Lung tissues from tumor-bearing mice were fixed in 10% formalin. Lung tissue was embedded in paraffin and sectioned at 5 μm thickness. Deparaffinization was performed on the tissue sections with xylene for 10 min. The sections were dehydrated and stained with hematoxylin (Cancer Diagnostics, Inc., Durham, NC, USA) for 1 min and washed with tap water for 10 min. The slides were then stained with eosin for 30 s and washed again in tap water for 10 min, and dehydrated with increasing concentrations of ethanol. Tissue slides were mounted and photographed at 1.25× under a light microscope (Olympus, Tokyo, Japan). The lung nodule area was calculated using ImageJ software (1.54d version).

4.6. Statistics

The data collected were analyzed using Prism 5.01 software (GraphPad Software Inc., San Diego, CA, USA), and are expressed as the mean ± standard error of mean (SEM). All data were tested for normality using the normality test in GraphPad prism. One-way analysis of variance (ANOVA) followed by the Newman–Keuls test or two-way ANOVA followed by the Bonferroni post hoc test was performed for group comparisons. p < 0.05 was considered to indicate a statistically significant difference.

Author Contributions

Conceptualization: H.B.; Data curation: S.K., I.-H.H., S.L., J.K. (Jongyeob Kim), J.K. (Joon Kim), J.-W.J. and H.B.; Formal analysis: S.K. and I.-H.H.; Funding acquisition: J.-W.J.; Methodology: S.K., D.P. and H.L.; Supervision: J.-W.J. and H.B.; Writing—Original draft: S.K.; Writing—review and editing: S.K., I.-H.H. and H.B. All authors have read and agreed to the published version of the manuscript.

Funding

This work was supported by the Korea Drug Development Fund funded by the Ministry of Science and ICT; Ministry of Trade, Industry and Energy; and Ministry of Health and Welfare, Republic of Korea [grant number RS-2021-DD121403 (1711200672)] and the Korea Dementia Research Center funded by the Ministry of Science and ICT; Ministry of Health and Welfare; and Korea Health Industry Development Institute, Republic of Korea [grant number RS-2023-KH-136029]. The funding agencies had no role in study design; in the collection, analysis and interpretation of data; in the writing of the report; and in the decision to submit the article for publication.

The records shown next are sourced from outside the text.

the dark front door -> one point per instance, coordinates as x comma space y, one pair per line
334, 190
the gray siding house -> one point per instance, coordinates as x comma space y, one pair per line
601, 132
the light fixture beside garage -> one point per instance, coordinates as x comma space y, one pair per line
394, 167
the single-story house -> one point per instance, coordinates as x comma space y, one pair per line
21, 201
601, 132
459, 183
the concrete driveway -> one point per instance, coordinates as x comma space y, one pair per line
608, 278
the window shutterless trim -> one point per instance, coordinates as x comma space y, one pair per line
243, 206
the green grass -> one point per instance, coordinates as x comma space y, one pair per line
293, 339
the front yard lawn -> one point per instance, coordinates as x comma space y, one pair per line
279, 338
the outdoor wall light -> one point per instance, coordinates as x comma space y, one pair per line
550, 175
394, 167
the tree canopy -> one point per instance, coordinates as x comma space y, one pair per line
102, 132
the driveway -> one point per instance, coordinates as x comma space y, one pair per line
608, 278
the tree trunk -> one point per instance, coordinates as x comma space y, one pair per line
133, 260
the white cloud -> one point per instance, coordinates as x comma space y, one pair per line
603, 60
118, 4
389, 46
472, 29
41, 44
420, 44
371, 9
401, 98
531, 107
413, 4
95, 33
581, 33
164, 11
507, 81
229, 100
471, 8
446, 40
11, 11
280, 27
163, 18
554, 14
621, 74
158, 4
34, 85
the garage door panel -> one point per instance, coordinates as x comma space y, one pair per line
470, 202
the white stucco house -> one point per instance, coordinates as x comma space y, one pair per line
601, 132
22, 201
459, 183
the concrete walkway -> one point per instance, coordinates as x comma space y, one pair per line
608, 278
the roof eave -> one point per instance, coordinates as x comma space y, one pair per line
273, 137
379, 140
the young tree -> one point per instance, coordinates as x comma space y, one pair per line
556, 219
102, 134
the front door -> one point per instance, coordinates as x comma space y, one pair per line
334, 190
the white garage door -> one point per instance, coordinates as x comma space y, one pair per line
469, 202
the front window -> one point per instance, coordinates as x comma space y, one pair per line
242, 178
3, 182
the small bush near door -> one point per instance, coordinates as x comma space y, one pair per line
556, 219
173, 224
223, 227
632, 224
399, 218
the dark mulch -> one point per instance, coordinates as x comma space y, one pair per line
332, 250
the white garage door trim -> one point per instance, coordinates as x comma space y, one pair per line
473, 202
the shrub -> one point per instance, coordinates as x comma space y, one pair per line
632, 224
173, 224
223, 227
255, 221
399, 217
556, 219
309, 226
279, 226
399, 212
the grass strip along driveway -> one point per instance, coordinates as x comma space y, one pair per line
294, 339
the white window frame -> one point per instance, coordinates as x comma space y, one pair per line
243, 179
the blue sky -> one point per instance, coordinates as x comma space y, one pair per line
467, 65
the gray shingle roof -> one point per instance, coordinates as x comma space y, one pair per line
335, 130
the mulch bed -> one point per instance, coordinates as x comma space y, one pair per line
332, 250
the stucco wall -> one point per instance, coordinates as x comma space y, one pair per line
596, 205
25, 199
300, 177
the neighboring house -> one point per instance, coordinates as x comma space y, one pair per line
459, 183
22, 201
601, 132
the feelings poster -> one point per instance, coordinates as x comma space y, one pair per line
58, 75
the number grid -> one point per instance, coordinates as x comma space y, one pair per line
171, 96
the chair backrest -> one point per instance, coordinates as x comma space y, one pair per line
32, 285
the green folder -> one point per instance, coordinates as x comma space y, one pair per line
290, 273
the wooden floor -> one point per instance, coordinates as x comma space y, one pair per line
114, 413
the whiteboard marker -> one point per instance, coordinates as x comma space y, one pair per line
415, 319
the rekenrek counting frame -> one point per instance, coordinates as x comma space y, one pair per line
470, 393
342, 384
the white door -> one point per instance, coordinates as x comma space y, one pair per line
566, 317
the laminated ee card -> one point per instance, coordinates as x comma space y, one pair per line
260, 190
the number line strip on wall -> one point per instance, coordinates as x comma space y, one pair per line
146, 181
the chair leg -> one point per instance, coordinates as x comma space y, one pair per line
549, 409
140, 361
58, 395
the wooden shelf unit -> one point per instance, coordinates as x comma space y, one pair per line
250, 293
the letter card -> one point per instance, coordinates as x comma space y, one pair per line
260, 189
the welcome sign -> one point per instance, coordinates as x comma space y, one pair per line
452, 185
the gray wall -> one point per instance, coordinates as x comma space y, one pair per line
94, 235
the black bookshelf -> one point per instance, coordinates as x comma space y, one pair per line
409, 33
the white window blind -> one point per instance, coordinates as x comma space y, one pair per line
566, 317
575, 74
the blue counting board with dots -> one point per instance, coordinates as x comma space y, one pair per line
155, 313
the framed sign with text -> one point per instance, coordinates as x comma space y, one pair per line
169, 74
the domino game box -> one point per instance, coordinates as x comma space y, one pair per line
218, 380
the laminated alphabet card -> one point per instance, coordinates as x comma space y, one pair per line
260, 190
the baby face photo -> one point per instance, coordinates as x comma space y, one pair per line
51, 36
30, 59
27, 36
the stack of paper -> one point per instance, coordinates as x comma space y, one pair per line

Institutional Review Board Statement

The animal study protocol was approved by the Institutional Animal Care and Use Committee of Kyung Hee University (KHUASP(SE)-24-041) on 18 January 2024.

Informed Consent Statement

Not applicable.

Data Availability Statement

All data generated or analyzed during this study are included in this published article.

Conflicts of Interest

All authors declare that the research was conducted in the absence of any commercial or financial relationships that could be construed as a potential conflict of interest.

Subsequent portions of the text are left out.